Hugo Hamilton is the author of the New York Times notable memoir The Speckled People and its sequel The Harbor Boys. His most recent book is the novel Disguise. He has been awarded the Rooney Prize for Irish Literature, France’s Prix Femina Etranger, and Italy’s Giuseppe Berto Prize. He lives in Dublin.
It’s always fascinated me how history is used in order to accommodate the present. For years we heard the maoning in Ireland about Eamon De Valera – freedom fighter, treaty-opponent, head of state in the fledgling Irish state whose vision of the Irish future was derided for so many years after his death as a home-spun mess. At last, we have a biography of the man which gives a deeper understanding of his character and his time. Judging DEV by Diarmuid Ferriter examines history from a new perspective, with a touch of sociological instinct at the core of his thinking.

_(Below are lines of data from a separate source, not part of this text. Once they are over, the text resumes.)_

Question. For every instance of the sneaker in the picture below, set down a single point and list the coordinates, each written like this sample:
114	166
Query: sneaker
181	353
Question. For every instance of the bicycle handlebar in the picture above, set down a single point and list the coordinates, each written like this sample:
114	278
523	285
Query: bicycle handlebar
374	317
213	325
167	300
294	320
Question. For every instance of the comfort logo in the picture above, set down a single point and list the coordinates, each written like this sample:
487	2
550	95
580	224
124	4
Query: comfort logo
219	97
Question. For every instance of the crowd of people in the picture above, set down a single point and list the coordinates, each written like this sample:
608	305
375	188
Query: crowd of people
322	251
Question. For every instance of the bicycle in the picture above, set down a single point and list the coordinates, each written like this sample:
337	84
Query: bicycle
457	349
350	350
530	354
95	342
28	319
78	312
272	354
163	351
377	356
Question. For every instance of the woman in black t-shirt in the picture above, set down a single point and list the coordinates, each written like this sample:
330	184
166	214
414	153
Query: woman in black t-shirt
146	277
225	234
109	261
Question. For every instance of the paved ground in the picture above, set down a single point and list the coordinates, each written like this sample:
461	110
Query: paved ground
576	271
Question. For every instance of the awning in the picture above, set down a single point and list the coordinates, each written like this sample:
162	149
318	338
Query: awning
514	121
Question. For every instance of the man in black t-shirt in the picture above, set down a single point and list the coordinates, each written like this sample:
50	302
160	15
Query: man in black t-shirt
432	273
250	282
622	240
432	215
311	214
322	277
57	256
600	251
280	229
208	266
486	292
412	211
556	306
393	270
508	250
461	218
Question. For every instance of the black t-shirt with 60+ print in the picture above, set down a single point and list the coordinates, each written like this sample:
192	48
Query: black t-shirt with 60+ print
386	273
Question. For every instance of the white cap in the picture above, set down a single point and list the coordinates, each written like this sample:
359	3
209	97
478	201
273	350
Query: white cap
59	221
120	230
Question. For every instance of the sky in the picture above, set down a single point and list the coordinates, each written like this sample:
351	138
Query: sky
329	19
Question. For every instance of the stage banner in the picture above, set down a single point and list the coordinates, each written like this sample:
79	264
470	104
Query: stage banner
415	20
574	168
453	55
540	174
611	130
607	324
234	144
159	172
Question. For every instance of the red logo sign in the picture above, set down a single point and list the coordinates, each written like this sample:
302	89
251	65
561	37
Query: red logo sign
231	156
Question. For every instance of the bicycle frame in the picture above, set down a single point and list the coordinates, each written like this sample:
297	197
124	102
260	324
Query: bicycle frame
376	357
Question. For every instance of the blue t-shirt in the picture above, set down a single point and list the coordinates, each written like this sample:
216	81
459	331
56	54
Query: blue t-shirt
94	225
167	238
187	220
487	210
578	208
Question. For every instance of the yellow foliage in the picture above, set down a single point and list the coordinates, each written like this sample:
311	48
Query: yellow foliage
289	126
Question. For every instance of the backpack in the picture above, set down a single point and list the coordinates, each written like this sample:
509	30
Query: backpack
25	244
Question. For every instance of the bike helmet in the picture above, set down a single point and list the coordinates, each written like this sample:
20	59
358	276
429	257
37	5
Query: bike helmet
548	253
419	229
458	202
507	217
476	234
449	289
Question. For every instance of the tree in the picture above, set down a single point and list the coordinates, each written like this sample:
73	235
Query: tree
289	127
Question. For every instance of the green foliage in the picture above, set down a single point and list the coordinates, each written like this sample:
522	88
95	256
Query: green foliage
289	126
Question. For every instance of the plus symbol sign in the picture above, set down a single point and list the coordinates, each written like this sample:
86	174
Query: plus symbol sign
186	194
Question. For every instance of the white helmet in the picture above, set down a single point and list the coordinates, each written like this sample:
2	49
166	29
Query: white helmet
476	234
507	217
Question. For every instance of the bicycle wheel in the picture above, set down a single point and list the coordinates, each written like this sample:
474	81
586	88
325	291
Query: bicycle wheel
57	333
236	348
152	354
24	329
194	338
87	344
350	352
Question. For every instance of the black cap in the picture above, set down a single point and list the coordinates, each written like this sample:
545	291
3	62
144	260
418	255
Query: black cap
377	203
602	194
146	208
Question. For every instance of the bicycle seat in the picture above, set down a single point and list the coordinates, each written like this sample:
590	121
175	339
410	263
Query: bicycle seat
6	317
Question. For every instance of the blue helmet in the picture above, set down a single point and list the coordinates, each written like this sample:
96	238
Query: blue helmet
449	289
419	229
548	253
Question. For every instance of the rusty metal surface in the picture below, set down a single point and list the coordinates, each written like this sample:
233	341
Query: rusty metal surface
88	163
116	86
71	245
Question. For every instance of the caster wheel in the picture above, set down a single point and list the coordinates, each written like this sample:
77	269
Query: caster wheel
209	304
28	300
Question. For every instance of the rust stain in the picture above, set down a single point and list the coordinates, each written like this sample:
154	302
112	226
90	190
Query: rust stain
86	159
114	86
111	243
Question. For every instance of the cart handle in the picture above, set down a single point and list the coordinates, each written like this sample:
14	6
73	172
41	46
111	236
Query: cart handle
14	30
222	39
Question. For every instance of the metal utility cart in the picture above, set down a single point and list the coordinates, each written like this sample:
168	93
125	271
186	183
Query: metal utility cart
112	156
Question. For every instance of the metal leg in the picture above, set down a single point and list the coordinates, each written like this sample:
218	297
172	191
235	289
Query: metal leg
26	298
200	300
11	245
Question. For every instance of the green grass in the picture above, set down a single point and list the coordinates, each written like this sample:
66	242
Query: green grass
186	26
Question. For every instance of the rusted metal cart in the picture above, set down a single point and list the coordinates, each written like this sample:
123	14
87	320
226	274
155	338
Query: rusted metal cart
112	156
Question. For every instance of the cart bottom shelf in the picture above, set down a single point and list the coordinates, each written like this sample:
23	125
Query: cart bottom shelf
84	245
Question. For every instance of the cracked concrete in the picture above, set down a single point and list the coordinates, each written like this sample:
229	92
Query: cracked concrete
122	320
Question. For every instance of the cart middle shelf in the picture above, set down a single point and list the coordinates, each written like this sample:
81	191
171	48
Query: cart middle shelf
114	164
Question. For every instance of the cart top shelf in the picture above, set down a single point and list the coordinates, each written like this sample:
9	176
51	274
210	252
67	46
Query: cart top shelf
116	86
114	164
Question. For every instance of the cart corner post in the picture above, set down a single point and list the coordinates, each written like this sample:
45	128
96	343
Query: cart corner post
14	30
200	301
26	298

The Shores of Connemara by Seamas Mac an Iomaire (translated by Padraic de Bhaldraithe) Imagine Darwin arriving on the shores of Connemara. This small account of a local fisherman off the coast of Connemara, places us back in time almost a hundred years to a vision of the sea and the land in an innocent state. It is seen not by a professional marine biologist or botanist, but a local expert who observes everything he sees with great curiosity. In his descriptions of sandhoppers, for instance, and why they hop on a fine evening, is always a mixture of scientific enquiry, folklore, religion and childish delight. His book, above all, reduces the pace of change and gathers up all the qualities of time, the absence of hurry, in the landscape of the west of Ireland.